The E&P companies decreased their overall debt by $4.2 billion in the third quarter and lowered their long-term debt-to-equity ratio to 47%, the lowest in the past five years (Figure 3). The companies have collectively reduced debt in nine consecutive quarters, with a cumulative decline of $43.1 billion over the past two years. Typically, companies raise debt as a funding source for capital expenditure or merger and acquisition activity. Less-than-average capital expenditure over the past two years likely reduced the need to issue debt. More recently, the Federal Reserve’s interest rate increases have raised borrowing costs and could be discouraging companies from taking on new debt. These factors paired with stronger cash from operations have led the companies to hold less debt overall than in recent years; total debt is now below pre-pandemic levels. Some companies have paid off large acquisitions initially funded with debt. For example, Occidental Petroleum Corporation recorded a $17.0 billion net increase in debt in 3Q19 to finance their acquisition of Anadarko Petroleum Corporation. Since then, Occidental has recorded an $18.9 billion net decrease in debt, with $15.0 billion of that decrease taking place between 3Q21 and 3Q22. Reaching its debt target allowed Occidental to resume its share buyback program with a purchase of $3 billion in shares starting this summer. Less debt could explain recent increases in share repurchases and suggests a larger portion of cash from operations could be distributed to shareholders in the near term.

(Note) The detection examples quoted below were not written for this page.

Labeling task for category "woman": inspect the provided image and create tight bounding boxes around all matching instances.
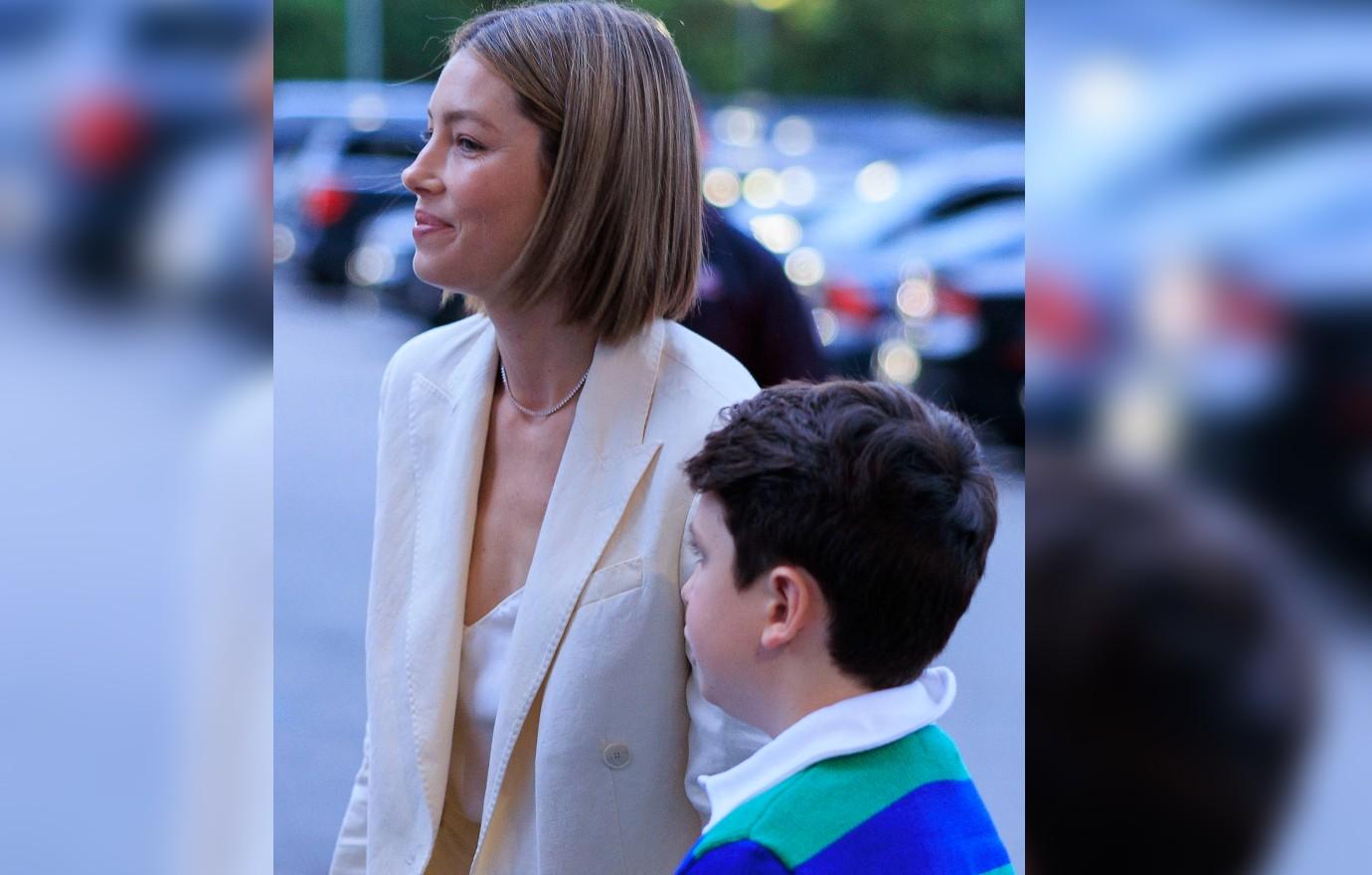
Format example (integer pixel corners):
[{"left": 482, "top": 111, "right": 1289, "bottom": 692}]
[{"left": 333, "top": 3, "right": 762, "bottom": 875}]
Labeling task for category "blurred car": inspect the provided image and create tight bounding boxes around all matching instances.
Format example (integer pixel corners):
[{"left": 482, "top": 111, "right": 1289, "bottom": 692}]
[
  {"left": 1028, "top": 30, "right": 1372, "bottom": 573},
  {"left": 804, "top": 141, "right": 1025, "bottom": 444},
  {"left": 36, "top": 0, "right": 268, "bottom": 297},
  {"left": 274, "top": 83, "right": 430, "bottom": 284},
  {"left": 344, "top": 206, "right": 463, "bottom": 325}
]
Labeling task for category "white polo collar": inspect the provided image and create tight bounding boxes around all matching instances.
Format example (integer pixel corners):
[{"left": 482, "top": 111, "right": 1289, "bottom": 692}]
[{"left": 700, "top": 666, "right": 957, "bottom": 831}]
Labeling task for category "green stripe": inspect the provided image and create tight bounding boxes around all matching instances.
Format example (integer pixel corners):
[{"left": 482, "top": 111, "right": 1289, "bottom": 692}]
[{"left": 694, "top": 726, "right": 965, "bottom": 875}]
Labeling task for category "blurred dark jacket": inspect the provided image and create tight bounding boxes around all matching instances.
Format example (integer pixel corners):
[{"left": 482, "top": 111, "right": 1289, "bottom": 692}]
[{"left": 682, "top": 206, "right": 826, "bottom": 387}]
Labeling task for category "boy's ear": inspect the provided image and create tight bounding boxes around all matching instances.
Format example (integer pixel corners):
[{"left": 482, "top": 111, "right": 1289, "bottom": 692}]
[{"left": 761, "top": 565, "right": 824, "bottom": 650}]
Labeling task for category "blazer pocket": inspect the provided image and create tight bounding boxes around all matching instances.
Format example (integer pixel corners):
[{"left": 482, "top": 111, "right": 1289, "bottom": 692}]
[{"left": 578, "top": 556, "right": 643, "bottom": 608}]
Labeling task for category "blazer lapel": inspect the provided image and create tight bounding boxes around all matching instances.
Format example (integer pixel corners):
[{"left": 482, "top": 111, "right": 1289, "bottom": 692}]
[
  {"left": 405, "top": 325, "right": 497, "bottom": 829},
  {"left": 477, "top": 321, "right": 665, "bottom": 856}
]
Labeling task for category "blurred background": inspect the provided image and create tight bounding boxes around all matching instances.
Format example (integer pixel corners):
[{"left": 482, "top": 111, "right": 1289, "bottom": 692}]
[
  {"left": 273, "top": 0, "right": 1025, "bottom": 875},
  {"left": 1026, "top": 0, "right": 1372, "bottom": 872},
  {"left": 0, "top": 0, "right": 271, "bottom": 874}
]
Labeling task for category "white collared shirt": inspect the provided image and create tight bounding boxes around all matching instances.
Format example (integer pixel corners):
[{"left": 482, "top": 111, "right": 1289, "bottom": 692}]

Publicly traded companies often publish future plans for their operations and spending, called company guidance, to help investors analyze company performance. Companies routinely release this information in corporate presentations, press releases, and official filings with the U.S. Securities and Exchange Commission. An analysis of company guidance for the 50 E&P companies shows that these companies spent an average of 10% more on capital expenditure over the past four years than they announced for guidance (Figure 4). Actual spending usually exceeds guidance because companies may not include asset acquisition spending in their guidance, but such transactions regularly occur each year. If actual spending this year matches the average deviation compared with company guidance over the past four years, capital expenditure by the E&P companies will increase 35% in 2022 compared with 2021. Supply chain constraints likely led to increased capital expenditure in 2022 due to higher material and labor costs needed to maintain production targets, in addition to increased drilling activity and oil production this year. As of December 9, 2022, only two companies in the dataset have provided guidance on capital expenditure for 2023.